First off, any time you can put Anthony Rapp in a position where he gets to sing his heart out, you’ve got something of quality. The man is talented to a ridiculous degree, and coupling that musical talent with the opportunity to deliver a powerful and layered performance only puts things over the top. Even if nothing else worked, Rapp is spectacular in this film.
The good news is that he’s not the sole success of this short. The film creates its own world and does an incredible job of bringing the audience in and setting up the stakes, while remaining fun and entertaining. When things turn dark, and they do, horribly so, it is a shocking moment but, at the same time, fitting with how the film has been building the emotions of its tale. You may not want to believe that these things can happen, but they also don’t feel unbelievable in the context of the film.
As far as the musical numbers go, I think they integrate nicely into the shifting energy of the film. There aren’t any songs that I found myself singing after the fact, so I don’t know that there’s anything catchy in that classically musical sense, but that doesn’t mean an impact isn’t made in the moment. For example, while I can’t remember exactly how the song sounded that was part of the most intensely dark scene in the entire short, I can’t forget the power of that scene as a whole. The musical moments fit naturally, enhance the experience and everything works together to make something memorable.

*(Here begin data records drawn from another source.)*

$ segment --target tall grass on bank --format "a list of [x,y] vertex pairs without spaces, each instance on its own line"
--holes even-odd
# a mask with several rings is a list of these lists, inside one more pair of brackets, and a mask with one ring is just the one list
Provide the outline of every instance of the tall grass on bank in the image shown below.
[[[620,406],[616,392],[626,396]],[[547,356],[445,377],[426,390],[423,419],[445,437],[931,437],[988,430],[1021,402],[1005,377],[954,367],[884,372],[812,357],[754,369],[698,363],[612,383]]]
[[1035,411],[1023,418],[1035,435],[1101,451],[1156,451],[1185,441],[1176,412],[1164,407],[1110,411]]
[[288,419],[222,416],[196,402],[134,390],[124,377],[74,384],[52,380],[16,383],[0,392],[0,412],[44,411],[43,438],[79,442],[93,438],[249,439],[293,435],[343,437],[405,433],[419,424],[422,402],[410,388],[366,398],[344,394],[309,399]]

The main criticism of this film is going to be the running time. Pushing past twenty minutes is hard enough as is for a short film, but going into the low thirties is stranding the film in an area where it is historically challenging to find an audience. A thirty-plus minute short is hard to program at a film festival, and when was the last time you saw something in a theater or on television that was over thirty minutes, but nowhere near an hour? It’s unfortunate, because it’s an extra obstacle for an indie short film that is already faced with so many obstacles to begin with just by being an indie short film.
Does the short need to be this long? I think an argument could be made that a song could be eliminated, perhaps, or the narrative tightened up; while there are elements that become repetitive, they do evolve, but perhaps not fast enough? From my perspective, I think the film does work as is, but I don’t know how many people will get to see it as is. Perhaps the answer is an expansion in the other direction; working more character growth in other ways, adding scenes that aren’t necessary musical, but serve to expand upon the lives of Thane and Vincent. Maybe there’s a feature to be found?
But that’s all theoretical, and I do think the film strikes a strong balance as it currently exists, so maybe it is exactly as it should be, all other practical concerns be damned. It’s a unique visual and auditory experience, and it paints the world of hook-up apps in a way I had not thought about. I do hope I’m wrong about the film having difficulty getting to an audience, because I do think it deserves to be seen.